How to make a bonne série, by HBO
La bonne série n'a plus de secrets pour la grande HBO. Quelques unes des meilleures créations ont en effet défilé sur le mythique réseau câblé au cours de ces 15 dernières années. Citons pêle mêle : Oz, Sex and the city, Les Sopranos, The Wire, Six feet under, Deadwood... HBO est bien gage de qualité. La série How to make it ? produite par Mark Wahlberg est devenue à son tour, en l’espace de deux saisons, non seulement l’œuvre télé la plus branchée du moment, mais aussi la meilleure représentante de la culture underground qui sévit dans la ville de Woody Allen. Rien que ça. Alors HBO a-t-elle la « recette » de la qualité ?
Un des premiers ingrédients pour bien démarrer la recette : laisser les pleins pouvoirs à un show runner en qui on a confiance. Le postulat ici ne repose sur aucun principe fort, aucun emprisonnement claustro à la Oz, aucune enquête millimétrée à la The Wire. Non ici, on évoque la vie suivant son cours, tout simplement. Pari osé dans une mode de séries où les concepts priment, où l’action est reine (Spartacus, Walking Dead…), la musique (Glee), l’inversion de codes préétablis (Breaking Bad, Les Sopranos…). How to make it part avec un caractère fort, celui de s’opposer à la tendance du moment. Culottée HBO.
Pour que la mayonnaise prenne, l’omniprésence d’une ville ou d’une région semble primordiale. Si Baltimore était l’héroïne première de The Wire, le quartier d’Emerald city dans Oz, ou encore le New Jersey des Sopranos, ici c’est Manhattan qui est passé au crible. Jamais on aura autant respiré l’air New-yorkais qu’en regardant les déambulations de Ben et Cam, leurs disputes sur les perrons typiques de West Village, leurs arrêts au fast-food du coin, leurs soirées dans les boites à la mode. Un épisode ne ressemble jamais à un autre tant les extérieurs sont privilégiés et tous les décors que peut proposer New York (car on va parfois à Brooklyn aussi…) sont scrutés par la caméra. Suivre nos deux héros, c'est aussi se fondre dans la masse d’une ville aussi vivante, tant architecturalement que socialement. L’un ne va pas sans l’autre.
La série créée par Ian Edelman vaut donc pour sa propension à faire vivre une troupe d’anonymes dans un monde grouillant, toujours en mouvement.
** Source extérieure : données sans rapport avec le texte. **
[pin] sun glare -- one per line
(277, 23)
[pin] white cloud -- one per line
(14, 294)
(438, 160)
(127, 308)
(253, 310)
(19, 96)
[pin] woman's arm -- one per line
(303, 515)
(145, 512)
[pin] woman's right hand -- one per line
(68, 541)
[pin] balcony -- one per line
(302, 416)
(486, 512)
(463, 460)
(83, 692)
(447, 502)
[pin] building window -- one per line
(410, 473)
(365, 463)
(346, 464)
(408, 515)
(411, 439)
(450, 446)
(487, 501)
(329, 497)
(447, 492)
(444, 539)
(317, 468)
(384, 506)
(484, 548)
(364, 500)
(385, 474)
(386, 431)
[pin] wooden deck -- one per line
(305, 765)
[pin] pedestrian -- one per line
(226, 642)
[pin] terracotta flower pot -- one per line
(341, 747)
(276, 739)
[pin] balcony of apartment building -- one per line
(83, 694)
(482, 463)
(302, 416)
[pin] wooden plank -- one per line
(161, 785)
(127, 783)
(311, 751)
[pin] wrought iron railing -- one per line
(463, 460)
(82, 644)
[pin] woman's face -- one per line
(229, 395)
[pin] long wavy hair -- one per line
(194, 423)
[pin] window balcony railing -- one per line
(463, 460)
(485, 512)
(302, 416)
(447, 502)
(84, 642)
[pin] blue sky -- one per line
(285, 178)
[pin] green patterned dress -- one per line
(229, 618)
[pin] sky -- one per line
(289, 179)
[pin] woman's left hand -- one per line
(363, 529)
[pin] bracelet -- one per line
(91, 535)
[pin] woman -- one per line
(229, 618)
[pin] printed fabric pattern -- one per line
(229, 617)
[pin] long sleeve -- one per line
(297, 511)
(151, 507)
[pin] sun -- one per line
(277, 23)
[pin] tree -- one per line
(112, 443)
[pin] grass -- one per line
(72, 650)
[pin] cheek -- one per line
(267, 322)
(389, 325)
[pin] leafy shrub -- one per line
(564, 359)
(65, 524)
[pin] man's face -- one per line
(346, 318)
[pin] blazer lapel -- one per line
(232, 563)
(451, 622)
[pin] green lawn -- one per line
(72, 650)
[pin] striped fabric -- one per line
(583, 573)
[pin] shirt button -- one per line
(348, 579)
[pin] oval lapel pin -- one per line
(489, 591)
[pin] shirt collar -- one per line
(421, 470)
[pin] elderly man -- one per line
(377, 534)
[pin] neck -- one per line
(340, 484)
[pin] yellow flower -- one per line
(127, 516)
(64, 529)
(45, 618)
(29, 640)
Courir après la mode, c’est bien l’énergie déployée par HBO pour soigner ses créations, mais c'est aussi le passe temps de Ben & Cam qui vivent au rythme des tendances pour mieux être au gout du jour. Par le prisme du design et de la tentative de lancement du Rasta Monsta, sorte d'energy Drink pour les rastas, on aperçoit le combat des contre cultures qui sévit à New York. Le générique nous en montre déjà toutes les facettes : un juif en chapeau apparait après un skateur en suspension qui laisse sa place à un graffiti, sur fond de musique branchée, I need a dollar, tube énergique d’Aloe Blacc.
Entre les scènes, toujours sur un fond musical différent, des photographies racontent les transitions sous forme de romans photos à feuilleter. Tous ces clichés sont l’œuvre d'un seul et même photographe : Boogie, un immigré de Belgrade reconnu pour son travail sur la jungle urbaine new yorkaise. Décalé, branché, vivant. Tout se joue là en vérité dans How to make it ?, récit de cette course impossible pour être toujours en avance sur son temps. Pas de recette magique, juste la faculté d’HBO à anticiper (un peu plus que les autres peut-être) la tendance de demain.